Il tema dei collegamenti ferroviari fra Asso a Milano irrompe nella campagna elettorale per le elezioni amministrative. Giovedì 17 settembre il Comitato pendolari ha inviato una lettera a tutti gli amministratori lamentando in particolare la riduzione delle corse nel tratto compreso fra Asso-Erba: segnalano buchi di due ore al mattino e al pomeriggio (7.33-9.33 e 17.03-19.03) in direzione Milano, e fra le 15.09 e le 17.09 in direzione Asso. I candidati sindaci chiedono di ripristinare le corse per offrire un servizio adeguato, anche perché utilizzando i bus i tempi di percorrenza si allungano eccessivamente. «Sul nostro territorio ci sono tantissimi pendolari - osserva Roberto Melchiorre - e la stazione di Asso e un punto di riferimento per tutta la Valassina, questi tagli sono drammatici. Il servizio deve funzionare al meglio e in modo capillare. Senza contare che i buchi interessano anche fasce orarie critiche, a partire da quella compresa fra le 7.33 e le 9.33. Si parla tanto di mobilità sostenibile, ma per lasciare le automobili in garage servono trasporti pubblici efficienti». Anche Ivano Corà si schiera a fianco del Comitato pendolari Milano-Asso.

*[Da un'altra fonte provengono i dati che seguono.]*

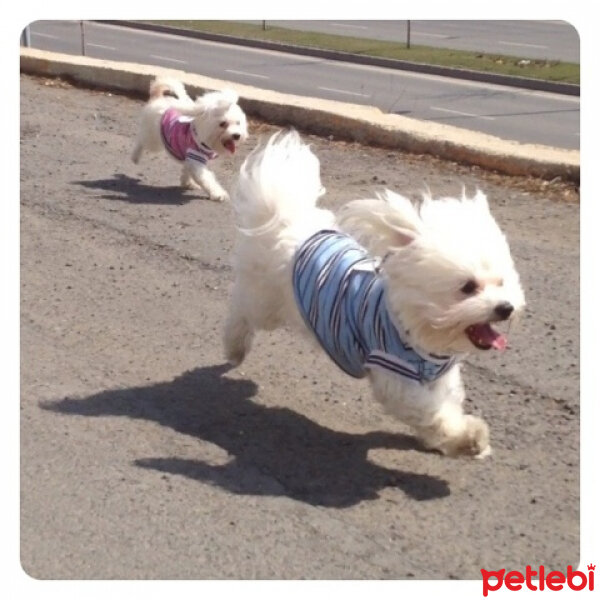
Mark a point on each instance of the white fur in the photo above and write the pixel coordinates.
(219, 122)
(429, 251)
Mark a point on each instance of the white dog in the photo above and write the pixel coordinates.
(192, 132)
(404, 320)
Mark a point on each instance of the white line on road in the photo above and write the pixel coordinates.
(168, 58)
(53, 37)
(458, 112)
(349, 26)
(440, 35)
(246, 74)
(524, 45)
(345, 92)
(101, 46)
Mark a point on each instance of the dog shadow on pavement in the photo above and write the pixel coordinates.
(129, 189)
(274, 451)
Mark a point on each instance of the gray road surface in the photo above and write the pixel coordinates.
(509, 113)
(545, 40)
(143, 456)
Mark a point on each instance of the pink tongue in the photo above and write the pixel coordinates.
(485, 335)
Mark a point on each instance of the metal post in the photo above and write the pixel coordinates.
(26, 37)
(82, 38)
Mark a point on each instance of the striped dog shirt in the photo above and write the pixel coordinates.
(341, 296)
(177, 135)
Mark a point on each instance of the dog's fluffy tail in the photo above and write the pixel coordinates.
(278, 187)
(167, 86)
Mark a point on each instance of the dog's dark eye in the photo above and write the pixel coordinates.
(470, 287)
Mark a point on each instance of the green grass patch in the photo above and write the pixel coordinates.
(549, 70)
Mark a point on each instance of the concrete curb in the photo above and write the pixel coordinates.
(389, 63)
(364, 124)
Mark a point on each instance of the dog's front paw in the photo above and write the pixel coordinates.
(221, 196)
(473, 441)
(470, 438)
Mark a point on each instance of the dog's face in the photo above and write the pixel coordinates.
(222, 124)
(451, 278)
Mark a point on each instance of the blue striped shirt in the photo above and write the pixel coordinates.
(341, 296)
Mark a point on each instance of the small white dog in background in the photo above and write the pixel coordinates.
(192, 132)
(426, 288)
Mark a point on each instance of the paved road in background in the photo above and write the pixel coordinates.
(509, 113)
(143, 456)
(552, 40)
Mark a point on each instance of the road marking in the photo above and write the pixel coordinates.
(349, 26)
(458, 112)
(524, 45)
(440, 35)
(345, 92)
(246, 74)
(100, 46)
(168, 58)
(53, 37)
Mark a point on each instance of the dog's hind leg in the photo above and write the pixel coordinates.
(137, 153)
(237, 339)
(239, 333)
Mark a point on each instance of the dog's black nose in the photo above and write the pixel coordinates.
(504, 310)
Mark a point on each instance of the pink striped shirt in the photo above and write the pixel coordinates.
(176, 132)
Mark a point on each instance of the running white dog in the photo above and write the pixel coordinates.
(404, 320)
(192, 132)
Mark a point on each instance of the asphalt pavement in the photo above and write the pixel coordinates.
(144, 457)
(507, 112)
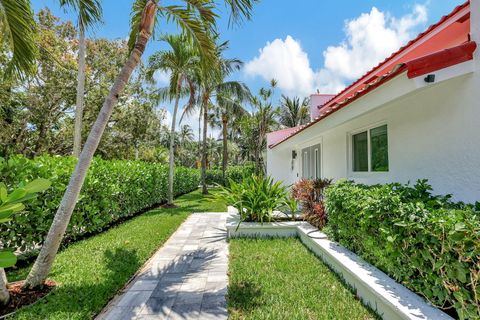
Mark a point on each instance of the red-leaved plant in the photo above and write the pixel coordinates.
(310, 194)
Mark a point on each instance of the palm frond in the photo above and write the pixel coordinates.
(89, 11)
(18, 30)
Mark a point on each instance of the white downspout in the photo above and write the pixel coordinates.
(475, 28)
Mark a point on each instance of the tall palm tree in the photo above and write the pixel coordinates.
(186, 133)
(197, 19)
(17, 30)
(292, 112)
(213, 85)
(89, 13)
(182, 62)
(228, 107)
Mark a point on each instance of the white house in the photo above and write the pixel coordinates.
(416, 115)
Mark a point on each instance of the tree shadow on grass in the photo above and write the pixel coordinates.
(82, 298)
(244, 296)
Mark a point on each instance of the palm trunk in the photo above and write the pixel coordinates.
(205, 147)
(4, 295)
(77, 138)
(43, 264)
(225, 146)
(172, 144)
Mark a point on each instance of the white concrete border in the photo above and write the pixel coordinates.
(388, 298)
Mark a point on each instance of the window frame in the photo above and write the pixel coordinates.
(367, 129)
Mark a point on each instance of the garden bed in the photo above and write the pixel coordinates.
(281, 279)
(388, 298)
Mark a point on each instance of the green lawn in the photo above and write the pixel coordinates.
(281, 279)
(90, 272)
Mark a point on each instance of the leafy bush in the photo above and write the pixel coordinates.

Il pullman sostitutivo dei treni che collega in alcune fasce orarie  la stazione di Erba con il capolinea di Asso, e viceversa

Il pullman sostitutivo dei treni che collega in alcune fasce orarie la stazione di Erba con il capolinea di Asso, e viceversa
(Foto by Stefano Bartesaghi)

«Mi associo alle richieste dei pendolari e dei nostri ragazzi che vanno a Milano per motivi di studio. Il tratto Asso-Erba è già stato penalizzato per mesi con la soppressione di alcune corse alla fermata di Caslino d’Erba, una scelta che mi diede molto fastidio: anziché andare avanti, sembra che facciamo passi indietro. Non ci si lamenti poi se le persone sono costrette a utilizzare le macchine: ridurre l’inquinamento è importante, ma devono esserci le condizioni per poterlo fare». Per Maria Grazia Masciadri le lamentele degli utenti sono ampiamente condivisibili e il problema va risolto. «Asso non deve perdere treni - dice - su questo punto siamo completamente d’accordo con il Comitato. Bisogna farsi sentire, ma non può farlo da solo il futuro sindaco di Asso (chiunque verrà eletto): i sindaci del territorio devono parlare con una voce sola, in questo modo l’istanza avrà maggior peso». Senza contare, conclude, «che il tema va al di là dei confini e degli schieramenti politici». Solidarietà al Comitato pendolari Milano-Asso arriva anche da parte di Tiziano Aceti. «Nel caso fossimo noi ad amministrare il paese - dice il candidato sindaco - da parte mia e del mio gruppo garantisco l’impegno a cercare un accordo nell’interesse dei viaggiatori e dei pendolari che meritano un servizio efficiente, attivandoci presso gli uffici competenti». L’appello dei pendolari ai politici, insomma, ha colto nel segno anche nell’unico paese della tratta compresa fra Asso ed Erba che andrà al voto il prossimo fine settimana. La lettera è stata inviata anche ai consiglieri regionali di riferimento per il territorio: «Ancora una volta - commenta Angelo Orsenigo del Pd - ci troviamo davanti al disinteresse di Trenord per i nostri pendolari. Chiedo che l’assessore Terzi risponda in audizione trasporti al più presto, per rispetto dei tanti utenti che ogni giorno devono muoversi con i mezzi pubblici».